Saturday, February 04, 2012

Gur Hasidim and gender separation 

One day in 1976, a student entered our classroom at Beit Yaakov Seminar in Tel Aviv, weeping passionately. She informed us that the revered Gerer rebbe - the so-called Beis Yisroel - Rabbi Israel Alter, had died. Classes at the seminar, which was affiliated with the Gur Hasidic sect, were suspended immediately, and all of us, including girls from the Lithuanian community (those ultra-Orthodox Jews historically opposed to Hasidism ) to which I belonged, bawled our eyes out.

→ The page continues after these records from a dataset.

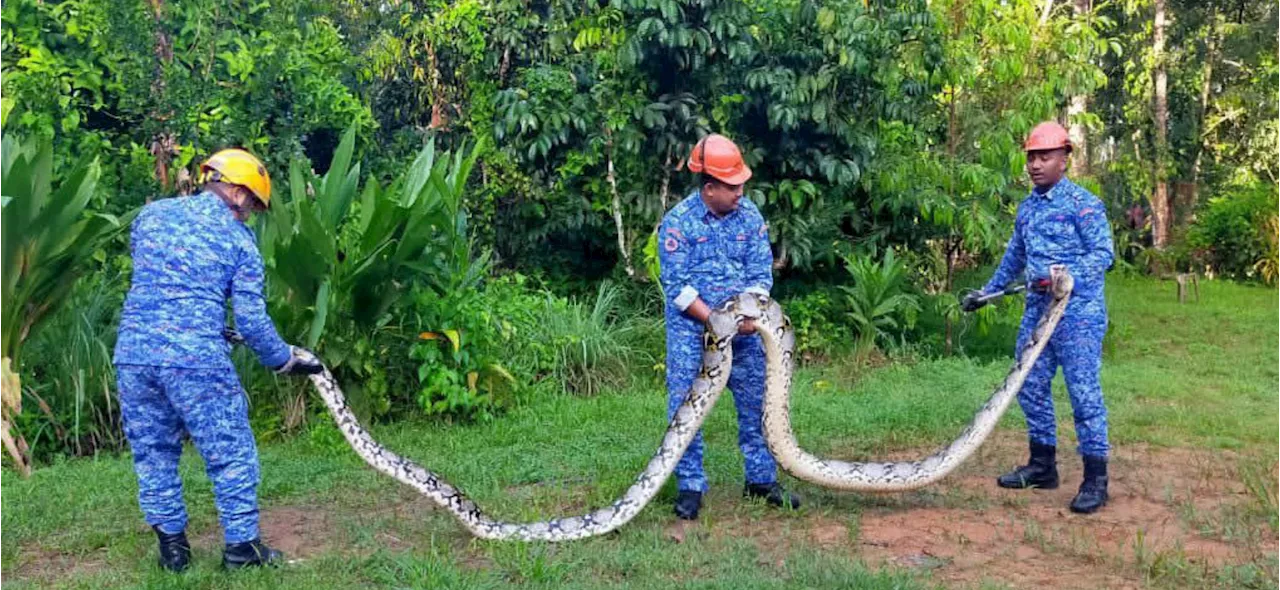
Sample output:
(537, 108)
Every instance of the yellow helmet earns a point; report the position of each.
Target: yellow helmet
(238, 167)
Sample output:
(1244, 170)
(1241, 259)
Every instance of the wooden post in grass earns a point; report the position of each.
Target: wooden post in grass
(1183, 278)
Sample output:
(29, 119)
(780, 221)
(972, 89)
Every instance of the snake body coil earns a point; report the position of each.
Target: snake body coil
(717, 361)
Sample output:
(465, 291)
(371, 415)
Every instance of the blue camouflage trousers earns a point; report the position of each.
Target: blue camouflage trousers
(159, 405)
(746, 383)
(1077, 347)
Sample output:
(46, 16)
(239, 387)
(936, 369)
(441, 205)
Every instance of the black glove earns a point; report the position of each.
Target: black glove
(973, 302)
(301, 362)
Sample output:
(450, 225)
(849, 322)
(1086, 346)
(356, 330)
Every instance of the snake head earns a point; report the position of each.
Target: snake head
(1061, 279)
(744, 306)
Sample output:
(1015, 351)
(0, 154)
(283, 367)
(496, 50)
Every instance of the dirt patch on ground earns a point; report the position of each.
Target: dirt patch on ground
(1166, 506)
(1031, 539)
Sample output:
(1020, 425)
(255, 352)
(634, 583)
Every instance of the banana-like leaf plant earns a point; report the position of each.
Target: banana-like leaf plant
(334, 263)
(48, 238)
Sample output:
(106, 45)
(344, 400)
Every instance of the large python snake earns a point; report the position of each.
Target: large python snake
(717, 361)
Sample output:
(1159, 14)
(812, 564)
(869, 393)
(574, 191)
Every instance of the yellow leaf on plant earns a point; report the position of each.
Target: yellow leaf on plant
(10, 388)
(453, 335)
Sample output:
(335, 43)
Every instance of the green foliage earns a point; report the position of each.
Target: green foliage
(595, 342)
(878, 303)
(817, 320)
(49, 239)
(1233, 231)
(72, 379)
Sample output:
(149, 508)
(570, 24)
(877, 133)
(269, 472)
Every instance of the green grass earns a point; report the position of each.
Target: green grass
(1197, 375)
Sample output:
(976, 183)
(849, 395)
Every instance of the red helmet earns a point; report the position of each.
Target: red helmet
(1047, 136)
(718, 156)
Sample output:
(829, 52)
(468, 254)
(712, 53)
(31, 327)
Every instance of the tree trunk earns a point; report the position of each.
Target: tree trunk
(1047, 12)
(1160, 207)
(617, 204)
(1206, 85)
(17, 449)
(666, 187)
(1079, 105)
(164, 146)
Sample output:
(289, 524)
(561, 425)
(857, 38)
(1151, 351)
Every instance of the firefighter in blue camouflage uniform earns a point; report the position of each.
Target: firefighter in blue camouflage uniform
(192, 255)
(1060, 223)
(713, 246)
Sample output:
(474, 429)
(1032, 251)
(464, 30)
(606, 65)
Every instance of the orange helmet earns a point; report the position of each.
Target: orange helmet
(718, 156)
(238, 167)
(1047, 136)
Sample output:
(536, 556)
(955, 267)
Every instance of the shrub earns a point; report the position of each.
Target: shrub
(1232, 231)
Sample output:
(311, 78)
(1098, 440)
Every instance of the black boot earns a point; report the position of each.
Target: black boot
(174, 550)
(688, 503)
(1040, 471)
(250, 554)
(773, 494)
(1093, 489)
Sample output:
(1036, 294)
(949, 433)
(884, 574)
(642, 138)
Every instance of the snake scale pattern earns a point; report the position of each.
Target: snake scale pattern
(717, 360)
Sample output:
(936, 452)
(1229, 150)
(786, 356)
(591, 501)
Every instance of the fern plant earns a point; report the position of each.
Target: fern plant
(878, 302)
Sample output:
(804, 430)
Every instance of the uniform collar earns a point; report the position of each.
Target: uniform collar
(705, 214)
(1064, 184)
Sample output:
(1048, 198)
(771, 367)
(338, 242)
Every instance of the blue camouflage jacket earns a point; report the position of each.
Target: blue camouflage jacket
(190, 256)
(1068, 225)
(703, 255)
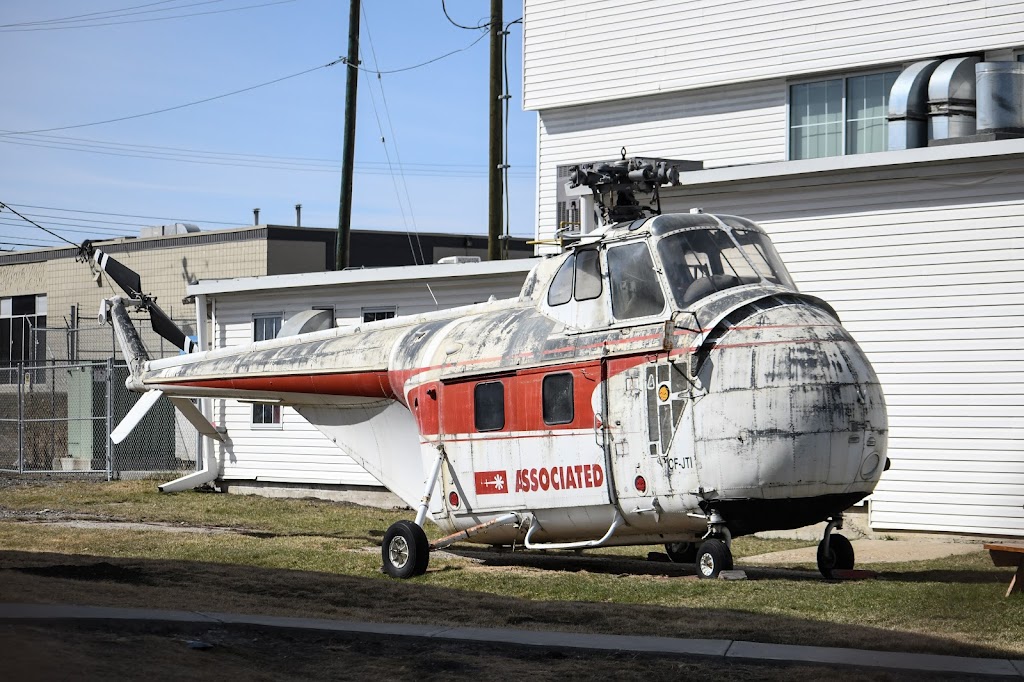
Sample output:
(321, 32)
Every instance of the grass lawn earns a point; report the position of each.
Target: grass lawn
(321, 558)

The Beis Yisroel, who ruled Gur Hasidism from 1948 to 1976, was a dominant leader who revolutionized that sect, which in those days won admiration in the ultra-Orthodox world - even though, or perhaps because, it had always been steeped in secrecy when it came to relations between men and women. Over time it emerged that the unusual Gur customs in this realm are tied to the concept of kedusha (sanctity ), from which stems the unique attitude to sexuality and conjugal relations within the sect. (Much of our understanding of the topic is the result of the research of Dr. Benjamin Brown of the Hebrew University in Jerusalem over the last few years ).

A new study that focuses on the private and public lifestyle of Gur Hasidim lifts the veil further on sanctity in the sect. "Sanctity is the ideology of the art of drawing apart," says Dr. Nava Wasserman, whose study of private and public life among Gur Hasidism was the subject of her doctoral dissertation (which she wrote under the guidance of Prof. Kimmy Caplan, at Bar-Ilan University ).

According to Wasserman, "This view dictates the strict separation between the sexes in this Hasidic sect, and primarily the practices of prishut [separation] that guide the relationship between spouses in this society, which is unparalleled in other ultra-Orthodox groups. Hasidism is doing more than is demanded by Jewish law. If in the Western world sexuality is a constant presence, it is precisely against this that Gur Hasidim fight. They don't want to get anywhere near the atmosphere and tension of sexuality, even if matters do not reach the level of prohibition. This is the fulfillment of Hasidism: Separation beyond that which Jewish law requires."